The issues to be negotiated may include:
Employment transition date. There should be a designated date and time when the agency lays off represented employees and the successor employer hires them. The document should specify that all of the former agency’s obligations will cease and that employees will no longer have any rights or privileges with the former employer other than those enumerated in the transitional MOU.
Salary and rank placement. An employee’s salary and rank at the original and successor agencies will usually be comparable. If the original agency pays higher wages, reducing wages may be part of the savings produced by outsourcing. It is also possible to hold wages constant for transitioning employees at the higher level until the successor agency’s wage scale increases, a practice called “Y” rating.
Benefits. The transition of pensions, medical benefits and retiree health benefits will depend upon the agreement of the parties involved. Differences in benefits between employers can be controversial. Compromises to bridge differences can be achieved using creative solutions like purchasing supplemental retiree health benefits, contributing to enhanced medical benefits or supplementing pension benefits.
Accruals. Vacation and compensatory time-off accruals are an employee’s property and can be paid out immediately, converted into a savings account and/or used to buy accrual banks with the new employer. The conversion of sick leave accruals, if any, will depend upon the policies in place and the agreement of the parties involved.
Background investigations. These may be required for police officers transitioning from one agency to another, prior to the date of transfer.2 Conducting portions of the background investigation after the officer is hired by the new agency may allow the officer the right to review adverse comments in the normally confidential background investigation.3 Before allowing the prospective employer to view an officer’s personnel records as part of the background investigation, the officer should sign a confidentiality waiver.
Bargaining unit.
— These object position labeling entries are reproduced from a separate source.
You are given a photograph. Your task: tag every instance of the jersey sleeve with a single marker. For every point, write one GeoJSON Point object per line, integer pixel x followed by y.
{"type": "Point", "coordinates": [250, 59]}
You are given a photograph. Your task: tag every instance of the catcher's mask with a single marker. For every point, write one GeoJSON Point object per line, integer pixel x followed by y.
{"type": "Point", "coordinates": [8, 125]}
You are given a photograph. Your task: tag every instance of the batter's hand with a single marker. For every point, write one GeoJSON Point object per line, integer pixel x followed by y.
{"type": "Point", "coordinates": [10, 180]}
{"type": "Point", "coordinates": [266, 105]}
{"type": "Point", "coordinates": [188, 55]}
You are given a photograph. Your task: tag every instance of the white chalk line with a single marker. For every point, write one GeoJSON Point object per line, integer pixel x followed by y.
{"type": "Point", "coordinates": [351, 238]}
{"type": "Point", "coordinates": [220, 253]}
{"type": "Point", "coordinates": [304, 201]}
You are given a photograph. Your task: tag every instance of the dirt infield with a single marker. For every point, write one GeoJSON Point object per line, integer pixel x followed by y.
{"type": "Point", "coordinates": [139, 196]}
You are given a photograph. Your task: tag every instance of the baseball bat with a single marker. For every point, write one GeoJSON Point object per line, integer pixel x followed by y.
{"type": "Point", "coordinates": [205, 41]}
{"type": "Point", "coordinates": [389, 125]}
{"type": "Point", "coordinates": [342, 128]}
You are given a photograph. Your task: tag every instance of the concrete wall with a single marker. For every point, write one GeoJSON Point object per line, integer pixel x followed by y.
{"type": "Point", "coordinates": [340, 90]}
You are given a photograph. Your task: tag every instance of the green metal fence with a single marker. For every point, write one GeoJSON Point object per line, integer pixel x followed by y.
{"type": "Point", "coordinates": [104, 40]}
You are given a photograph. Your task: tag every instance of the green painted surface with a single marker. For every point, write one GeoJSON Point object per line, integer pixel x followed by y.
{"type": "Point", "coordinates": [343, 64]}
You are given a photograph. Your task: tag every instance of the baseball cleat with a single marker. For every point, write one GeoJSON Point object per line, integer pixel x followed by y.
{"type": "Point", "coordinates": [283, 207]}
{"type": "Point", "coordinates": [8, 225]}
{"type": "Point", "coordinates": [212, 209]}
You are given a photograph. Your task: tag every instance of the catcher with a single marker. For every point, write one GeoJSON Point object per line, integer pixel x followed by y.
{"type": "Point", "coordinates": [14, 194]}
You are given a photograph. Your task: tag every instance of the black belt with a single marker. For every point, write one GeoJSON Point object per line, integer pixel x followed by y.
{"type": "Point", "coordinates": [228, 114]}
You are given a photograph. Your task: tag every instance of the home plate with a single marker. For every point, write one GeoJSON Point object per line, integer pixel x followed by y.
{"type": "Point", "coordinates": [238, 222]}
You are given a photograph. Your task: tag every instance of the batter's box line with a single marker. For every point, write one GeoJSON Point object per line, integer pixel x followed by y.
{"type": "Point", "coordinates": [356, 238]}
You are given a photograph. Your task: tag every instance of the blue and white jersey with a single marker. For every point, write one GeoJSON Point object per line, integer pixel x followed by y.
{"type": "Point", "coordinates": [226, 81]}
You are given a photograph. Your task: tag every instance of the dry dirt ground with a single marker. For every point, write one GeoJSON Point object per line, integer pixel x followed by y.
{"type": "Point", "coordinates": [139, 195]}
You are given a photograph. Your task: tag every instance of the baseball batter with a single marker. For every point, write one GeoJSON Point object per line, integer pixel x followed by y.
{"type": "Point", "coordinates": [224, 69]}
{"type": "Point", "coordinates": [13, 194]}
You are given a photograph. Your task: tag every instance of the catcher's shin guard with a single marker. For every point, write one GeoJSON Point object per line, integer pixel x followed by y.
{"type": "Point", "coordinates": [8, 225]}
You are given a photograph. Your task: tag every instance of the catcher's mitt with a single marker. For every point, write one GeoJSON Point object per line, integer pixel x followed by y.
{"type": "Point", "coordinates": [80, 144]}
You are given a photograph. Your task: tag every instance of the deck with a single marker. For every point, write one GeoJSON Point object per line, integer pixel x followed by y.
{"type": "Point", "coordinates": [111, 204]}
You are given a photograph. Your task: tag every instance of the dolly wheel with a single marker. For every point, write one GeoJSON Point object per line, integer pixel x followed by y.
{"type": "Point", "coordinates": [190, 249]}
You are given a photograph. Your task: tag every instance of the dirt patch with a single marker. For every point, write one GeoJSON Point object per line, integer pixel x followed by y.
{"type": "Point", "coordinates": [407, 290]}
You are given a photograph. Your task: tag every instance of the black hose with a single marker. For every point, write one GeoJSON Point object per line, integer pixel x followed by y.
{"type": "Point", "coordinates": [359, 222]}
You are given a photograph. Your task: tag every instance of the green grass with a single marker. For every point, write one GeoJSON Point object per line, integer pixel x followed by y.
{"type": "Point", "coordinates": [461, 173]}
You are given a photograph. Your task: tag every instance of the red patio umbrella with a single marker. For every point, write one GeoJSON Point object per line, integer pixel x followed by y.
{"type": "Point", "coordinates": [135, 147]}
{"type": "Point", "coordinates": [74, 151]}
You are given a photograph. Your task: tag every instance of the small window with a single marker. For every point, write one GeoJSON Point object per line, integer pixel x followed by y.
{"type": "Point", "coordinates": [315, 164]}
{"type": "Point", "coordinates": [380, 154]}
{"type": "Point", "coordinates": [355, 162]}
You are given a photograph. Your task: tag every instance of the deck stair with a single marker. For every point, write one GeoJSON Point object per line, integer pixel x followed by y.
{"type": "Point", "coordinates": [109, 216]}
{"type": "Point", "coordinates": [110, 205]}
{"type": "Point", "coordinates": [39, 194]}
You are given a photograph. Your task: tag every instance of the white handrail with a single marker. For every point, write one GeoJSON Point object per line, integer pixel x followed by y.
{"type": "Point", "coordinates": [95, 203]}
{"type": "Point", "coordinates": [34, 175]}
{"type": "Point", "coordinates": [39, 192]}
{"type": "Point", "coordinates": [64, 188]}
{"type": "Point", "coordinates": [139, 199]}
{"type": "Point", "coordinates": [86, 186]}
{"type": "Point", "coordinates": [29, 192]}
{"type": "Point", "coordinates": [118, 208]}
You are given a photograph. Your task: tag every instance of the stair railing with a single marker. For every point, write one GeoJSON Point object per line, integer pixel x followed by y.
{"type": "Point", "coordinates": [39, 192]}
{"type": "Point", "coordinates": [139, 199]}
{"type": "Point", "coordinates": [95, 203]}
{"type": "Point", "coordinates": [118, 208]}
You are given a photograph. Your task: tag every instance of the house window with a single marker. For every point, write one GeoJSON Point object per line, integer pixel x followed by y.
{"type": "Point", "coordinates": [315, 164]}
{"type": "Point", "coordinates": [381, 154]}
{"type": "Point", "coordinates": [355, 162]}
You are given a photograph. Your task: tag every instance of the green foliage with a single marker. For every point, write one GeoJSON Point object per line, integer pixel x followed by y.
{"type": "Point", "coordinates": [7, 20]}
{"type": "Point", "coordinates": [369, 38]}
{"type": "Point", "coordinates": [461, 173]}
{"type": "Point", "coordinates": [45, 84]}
Employees will typically transfer to the bargaining unit representing the comparable employees at the new agency.
Probationary status. Depending on the agreement, employees transferring to the new agency may either be required to serve a probationary period or given “for cause” permanent status.
Reasonable accommodations. A disability accommodation that is reasonable for one employer may not be reasonable for another. Employees should execute separate medical information waivers before the new employer obtains them. A disability retirement may be required if the employee cannot pass the physical or psychological exam. It is helpful to have an agreement between employers about who will bear that cost.
Reinstatement. Employees may be guaranteed reinstatement with their former employer if the consolidation fails or the contract with the new agency ends without renewal.
Agencies searching for an alternative to reducing public safety staffing should carefully consider regionalization. With proper planning, discussion with all stakeholders and the sacrifice of personal interests in favor of the greater good, regionalizing public safety responsibilities can benefit everyone involved.
 Cal. Gov. Code §§ 3500, et seq.; Rialto Police Benefit Assn. v. City of Rialto (2007) 155 Cal.App. 4th 1295.
 See e.g. Cal. Gov. Code § 1031(d); Pitts v. City of Sacramento (2006) 138Cal.App.4th 853, 856, fn. 4.
 County of Riverside v. Superior Court (2002) 27 Cal.4th 793.